Our educator prep programs do a pretty good job of ensuring we know the popular names and big shots in the education world, but we need to ruminate a bit more on a few questions:
- Who conducted the research? Even eminent figures might lean on theoretical arguments without any empirical backing.
- Where was it published? There is a way to filter on your search for top education research journals. Review of Educational Research, Educational Researcher, and Educational Research Review are just a few of the big hitters!
- How recent is it? Research older than a decade probably needs newer studies to reinforce its findings.
And I wish I didn’t have to end on this last one, but it’s essential, so here goes:
4. Is the study methodologically rigorous?
(Say “methodologically” three times fast.)
Beyond statistical significance, it’s important to look at methods. How did they perform testing? Are the methods rigorous? Do they acknowledge limitations? A super-important point to be aware of:
Correlation is not causation!
It’s human nature to want to find causes for things. Sometimes the cause-effect relationship is valid, but sometimes it’s not. One of the most common ways we see data misinterpreted is applying a cause-effect relationship to mere patterns or trends.
For example, I might notice that my toddler is crankiest around 6 p.m. I might also notice that my neighbor waters his plants around 6 p.m. Just because I have two patterns that share a similar time factor doesn’t mean that my toddler’s meltdowns are a result of my neighbor’s gardening (or that my neighbor gardens in a strange and ineffective effort to pacify my son).
Similarly, in educational research, a significant correlation doesn’t mean one factor directly causes another. Let’s say a school district increases the school day by 30 minutes, then gets a 3.5% increase on test scores that year. It’s misleading to say that the increase in test scores can be attributed to extra time without rigorous methods of controlling other factors that affect test scores, setting up a control group, etc.

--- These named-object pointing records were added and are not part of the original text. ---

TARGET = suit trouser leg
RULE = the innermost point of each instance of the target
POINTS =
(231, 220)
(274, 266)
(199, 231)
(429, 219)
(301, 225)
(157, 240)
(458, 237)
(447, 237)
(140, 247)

When authors claim causation, you should scrutinize their methodology. For causation claims, a really strong randomized control and treatment group setup is needed.
Roll call: Check peers, sample size, sources, and methods
The next time your very own Malarkey Odometer buzzes when hearing “Well, research says …” during a professional development session, let these questions give you the confidence to dig deeper. Who made the claim? Where was it stated? Was it tested on real students? How sound were their methods?
Surprisingly (or maybe not to some of you), much of the “evidence-based” research promoted to teachers may not be as credible as presumed.